Saat saat harus tegas, harus tegas. Jiang Ning tidak takut pada sesama profesional sebayanya. Lagipula, ia telah bangkit sebagai profesional tingkat SSS!

"Menarik, aku terima tawaranmu!" Jin Song juga tidak mau kalah, memancarkan aura profesional tingkat satu yang menakutkan.

Sebelum boss pusat muncul, suasana di sini sudah mencapai tingkat ketegangan yang menakutkan. Bahkan napas pun terasa harus dijaga dengan hati-hati. Energi magis yang penuh wibawa dan menakutkan membuat siapa pun bergidik takut.
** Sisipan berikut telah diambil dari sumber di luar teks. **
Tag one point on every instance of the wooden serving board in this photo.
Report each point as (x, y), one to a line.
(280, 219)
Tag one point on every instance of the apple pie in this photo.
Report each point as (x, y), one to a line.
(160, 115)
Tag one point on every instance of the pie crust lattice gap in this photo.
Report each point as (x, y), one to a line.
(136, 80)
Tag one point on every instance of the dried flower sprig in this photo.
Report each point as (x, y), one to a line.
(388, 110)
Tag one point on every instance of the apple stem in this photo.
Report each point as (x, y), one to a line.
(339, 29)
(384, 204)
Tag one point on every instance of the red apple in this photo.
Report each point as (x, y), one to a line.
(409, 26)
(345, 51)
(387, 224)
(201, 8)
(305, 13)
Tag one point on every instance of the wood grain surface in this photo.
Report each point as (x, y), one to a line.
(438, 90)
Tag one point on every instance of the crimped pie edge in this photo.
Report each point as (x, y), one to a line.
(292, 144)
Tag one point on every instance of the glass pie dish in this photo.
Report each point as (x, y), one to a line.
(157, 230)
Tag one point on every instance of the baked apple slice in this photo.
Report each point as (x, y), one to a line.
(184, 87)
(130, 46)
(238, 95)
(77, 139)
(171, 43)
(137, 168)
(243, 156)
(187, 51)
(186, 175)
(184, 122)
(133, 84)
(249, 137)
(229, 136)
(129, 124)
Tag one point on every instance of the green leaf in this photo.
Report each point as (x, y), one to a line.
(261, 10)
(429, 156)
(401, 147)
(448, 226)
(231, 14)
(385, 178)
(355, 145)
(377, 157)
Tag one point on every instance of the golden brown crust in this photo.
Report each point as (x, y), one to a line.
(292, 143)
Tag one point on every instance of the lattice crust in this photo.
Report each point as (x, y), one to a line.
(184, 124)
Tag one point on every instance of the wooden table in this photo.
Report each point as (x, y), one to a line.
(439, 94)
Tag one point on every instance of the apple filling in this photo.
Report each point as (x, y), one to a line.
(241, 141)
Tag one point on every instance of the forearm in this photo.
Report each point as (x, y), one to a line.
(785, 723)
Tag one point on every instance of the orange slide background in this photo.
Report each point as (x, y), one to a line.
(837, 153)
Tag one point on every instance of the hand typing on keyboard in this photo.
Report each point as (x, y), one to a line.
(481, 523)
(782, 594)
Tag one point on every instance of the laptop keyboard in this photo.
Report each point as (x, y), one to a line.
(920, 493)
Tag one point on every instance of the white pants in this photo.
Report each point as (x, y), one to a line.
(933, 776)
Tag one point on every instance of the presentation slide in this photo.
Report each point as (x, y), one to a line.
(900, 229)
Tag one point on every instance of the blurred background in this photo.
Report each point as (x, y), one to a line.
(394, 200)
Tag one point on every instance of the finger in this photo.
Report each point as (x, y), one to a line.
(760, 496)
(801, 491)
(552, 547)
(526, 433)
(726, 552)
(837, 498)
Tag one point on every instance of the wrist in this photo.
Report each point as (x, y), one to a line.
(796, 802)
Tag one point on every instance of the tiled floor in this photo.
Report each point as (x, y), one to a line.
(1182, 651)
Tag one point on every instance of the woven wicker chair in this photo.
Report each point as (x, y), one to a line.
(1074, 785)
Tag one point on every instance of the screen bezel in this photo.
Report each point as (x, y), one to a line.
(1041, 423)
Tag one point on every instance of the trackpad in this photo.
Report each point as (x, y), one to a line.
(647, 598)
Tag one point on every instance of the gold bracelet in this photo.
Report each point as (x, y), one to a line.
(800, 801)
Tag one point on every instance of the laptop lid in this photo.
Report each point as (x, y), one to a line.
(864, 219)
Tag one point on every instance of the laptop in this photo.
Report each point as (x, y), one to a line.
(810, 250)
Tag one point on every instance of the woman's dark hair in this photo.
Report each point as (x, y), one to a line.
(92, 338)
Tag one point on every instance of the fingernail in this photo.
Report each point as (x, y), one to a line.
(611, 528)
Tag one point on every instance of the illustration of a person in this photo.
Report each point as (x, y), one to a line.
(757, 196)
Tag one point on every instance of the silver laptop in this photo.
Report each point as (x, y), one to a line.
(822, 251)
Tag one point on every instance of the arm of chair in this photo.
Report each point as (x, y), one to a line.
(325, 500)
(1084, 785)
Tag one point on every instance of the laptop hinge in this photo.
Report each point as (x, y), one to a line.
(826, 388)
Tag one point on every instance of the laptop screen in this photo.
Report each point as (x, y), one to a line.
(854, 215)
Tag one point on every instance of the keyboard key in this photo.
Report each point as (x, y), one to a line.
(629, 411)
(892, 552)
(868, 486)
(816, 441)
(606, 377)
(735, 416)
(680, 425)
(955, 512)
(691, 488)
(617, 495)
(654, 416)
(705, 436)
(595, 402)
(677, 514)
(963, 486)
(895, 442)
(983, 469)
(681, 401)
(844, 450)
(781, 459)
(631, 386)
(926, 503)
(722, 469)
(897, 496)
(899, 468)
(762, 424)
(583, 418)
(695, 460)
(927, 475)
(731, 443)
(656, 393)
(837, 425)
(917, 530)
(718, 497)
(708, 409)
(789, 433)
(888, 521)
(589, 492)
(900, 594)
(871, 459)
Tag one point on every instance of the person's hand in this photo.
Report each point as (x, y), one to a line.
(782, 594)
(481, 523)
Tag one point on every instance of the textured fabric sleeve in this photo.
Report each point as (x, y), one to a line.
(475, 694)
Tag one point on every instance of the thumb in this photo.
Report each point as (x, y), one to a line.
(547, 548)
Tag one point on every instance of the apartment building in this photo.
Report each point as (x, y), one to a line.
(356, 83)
Profesional tingkat nol lain bahkan tidak berani mendekat.

Bahkan binatang buas yang dipanggil Duan Chengfei pun ketakutan dan gemetar.

Yuan Kaige menatap Jiang Ning dengan kagum dan sedikit bingung. Dia tahu Jiang Ning bertindak sembrono, seperti tidak takut apa pun. Namun kini mereka menghadapi dua profesional tingkat S dan dua tingkat A, apakah Jiang Ning benar-benar berani bertarung habis-habisan? Apakah dia benar-benar sekuat itu, atau hanya ingin menakut-nakuti?

Situasi di tempat itu semakin tegang. Tiga orang berdiri berhadapan, mata mereka terus mengamati wajah lawan, berusaha membaca apa yang ada dalam pikiran masing-masing. Meski tampak sekadar pengamatan, sebenarnya pertarungan telah dimulai tanpa disadari.

Jiang Ning mengaktifkan Mata Kebenaran, menyasar Gu Yangbing dan Jin Song. Dengan mengurangi jumlah target, ramalan masa depannya menjadi lebih akurat.

Gu Yangbing menyadari niat Jiang Ning dan bahkan aktif menggunakan kekuatan mentalnya yang luar biasa untuk melawan. Jin Song lebih fokus pada serangan fisik, tidak terlalu kuat dalam latihan kekuatan mental, tapi perlengkapan tingkat satunya, terutama helm yang melindungi mental, membuatnya sulit bagi Jiang Ning untuk melihat masa depannya dengan jelas.

Ini pertama kalinya Jiang Ning menggunakan Mata Kebenaran namun gagal melihat masa depan sepenuhnya.

Namun kegagalan ini tidak membuat Jiang Ning mundur, malah membuatnya semakin bersemangat dan tersenyum.

"Menarik, kalian berusaha keras melawan kemampuanku untuk meramalkan," katanya. "Aku mengakui kalian kuat, tapi sayangnya, bakatku jauh melampaui kalian!"